Ingenuidade lá, ingenuidade cá?
Algo de bastidor
Nos idos de 2017, com uma Operação Lava Jato ainda reputada e com Sergio Moro ainda juiz, eram rotina as reprises dos Tropa de Elite 1 e 2. Eventualmente, quase simultâneas. Formulava-se assim, em ultrapassado Trombohne da época, a conjectura:
“Era já o final do filme, o Capitão Nascimento iniciando a subida do morro para encontrar o traficante. Mais um pouco, com o meliante já rendido e baleado, Nascimento dirá para o recruta que treinava para substituí-lo no Bope: ‘Passa que é teu’. (…) é inevitável perceber como José Padilha foi feliz ao captar, antecipadamente, um componente que transborda no atual humor do país. Vale tudo para pegar bandido. (…) não foram poucos os relatos de salas de cinema em que palmas pipocaram e salves foram brandidos quando o Capitão Nascimento, já em cargo de confiança, dá uns sopapos em um deputado. Às vezes, pergunto-me se os filmes do Padilha, em vez de retratar, não teriam, em alguma medida, moldado o humor de boa parte (da classe média) da nação. (…) A questão é que, no Brasil, é comum que se entendam as coisas erroneamente. Nossa consciência cívica beira a inexistência. Vale lembrar: como o Capitão Nascimento descobre onde está o Baiano? Através da detenção preventiva de um morador da favela que guardava um suspeito tênis no armário e que, por isso, é levado a depor e, em seguida, a firmar um acordo de delação premiada. Depois de meia dúzia de tabefes, ele tem a cabeça inserida um par de vezes em um saco plástico. Ainda assim, não abre o bico. Vem uma vassoura e, então, a delação premiada. (…) Nesse Brasil que não pede clemência, nem que se preserve qualquer coisa para as exéquias da nação, a não ser o privilégio de grupos isolados, gostaria de saber quem está hoje dizendo ‘Passa que é teu’.”

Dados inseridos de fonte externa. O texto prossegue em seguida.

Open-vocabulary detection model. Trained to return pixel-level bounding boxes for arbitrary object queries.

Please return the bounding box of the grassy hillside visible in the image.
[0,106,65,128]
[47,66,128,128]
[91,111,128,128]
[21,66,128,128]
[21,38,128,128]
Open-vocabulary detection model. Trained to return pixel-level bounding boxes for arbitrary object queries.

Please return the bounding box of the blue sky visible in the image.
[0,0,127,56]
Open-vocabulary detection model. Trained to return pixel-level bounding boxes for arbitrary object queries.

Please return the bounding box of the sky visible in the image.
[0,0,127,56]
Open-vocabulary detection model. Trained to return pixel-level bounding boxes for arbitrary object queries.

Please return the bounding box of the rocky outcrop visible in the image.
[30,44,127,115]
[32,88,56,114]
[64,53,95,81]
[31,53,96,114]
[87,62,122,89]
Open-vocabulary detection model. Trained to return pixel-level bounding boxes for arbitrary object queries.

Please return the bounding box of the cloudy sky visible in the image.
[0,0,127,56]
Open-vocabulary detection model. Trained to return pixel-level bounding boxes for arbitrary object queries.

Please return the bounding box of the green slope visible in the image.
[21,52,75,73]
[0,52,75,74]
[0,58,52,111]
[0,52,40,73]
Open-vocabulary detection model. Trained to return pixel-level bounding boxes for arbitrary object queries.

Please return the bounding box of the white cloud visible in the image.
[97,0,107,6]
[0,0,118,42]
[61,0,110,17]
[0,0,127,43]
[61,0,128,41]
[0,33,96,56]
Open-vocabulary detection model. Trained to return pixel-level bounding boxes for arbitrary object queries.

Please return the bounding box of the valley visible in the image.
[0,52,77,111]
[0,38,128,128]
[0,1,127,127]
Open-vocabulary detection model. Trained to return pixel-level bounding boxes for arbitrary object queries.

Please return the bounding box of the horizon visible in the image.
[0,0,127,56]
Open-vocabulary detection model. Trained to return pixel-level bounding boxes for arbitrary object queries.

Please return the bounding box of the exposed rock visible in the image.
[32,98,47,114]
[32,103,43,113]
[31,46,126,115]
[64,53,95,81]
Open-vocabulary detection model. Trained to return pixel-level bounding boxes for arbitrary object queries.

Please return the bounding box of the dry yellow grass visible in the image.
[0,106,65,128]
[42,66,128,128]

Não exatamente nesses termos, Wagner Moura foi perguntado a respeito no Roda Viva. Elegantemente, referiu-se à polissemia do trabalho artístico e à trajetória de José Padilha até então para dizer que não fizera um filme “fascista”.
O mais polissêmico disso tudo? Onde está e o que anda hoje fazendo Sergio Moro.
Ou seria justamente (ui) o menos polissêmico disso tudo?
Podemos, ainda podemos.
L.O.V. Leia Ouça Veja
Algum bem-intencionado resolve outra vez dizer que uma pequena parcela da fortuna de um bilionário qualquer resolveria a fome do mundo. A resposta do bilionário, que por acaso é o Elon Musk? “Diga como e eu faço isso agora.” Mais não é preciso.
Playlist Condizente 44 21
Há Tempos — Legião Urbana
“Disciplina é liberdade. Compaixão é fortaleza. Ter bondade é ter coragem.”
Dom de Iludir — Gal Costa
“Não me olhe como se a polícia andasse atrás de mim.”
A Montanha Mágica — Legião Urbana
“O que temos é o que nos resta, e estamos querendo demais.”
In the Air Tonight — Phil Collins
“Well, I was there and I saw what you did.”
Na série “Sonoras que Condensam a Vida”
“Em países com carências como a nossa, vale a pena a gente fazer programas sociais. É o melhor uso de uma pequena parcela do dinheiro. E custa pouco. E não tenham dúvida, o melhor programa social é botar o dinheiro no bolso de quem precisa. De preferência, se for uma mulher, a chefe de família.”
André Esteves, dono do banco de investimentos BTG Pactual
Last but not least…
O chato do Português
“Se a gente puder fazer uma pequena transferência de renda para aqueles que não tiveram o privilégio de terem educação, de terem acesso, eu acho que traz uma enorme paz social para a sociedade. Tem muito ‘Faria Limer’ que ‘Pô, Bolsa Família, que absurdo, coisa de PT.’ Na verdade, não é nada disso.”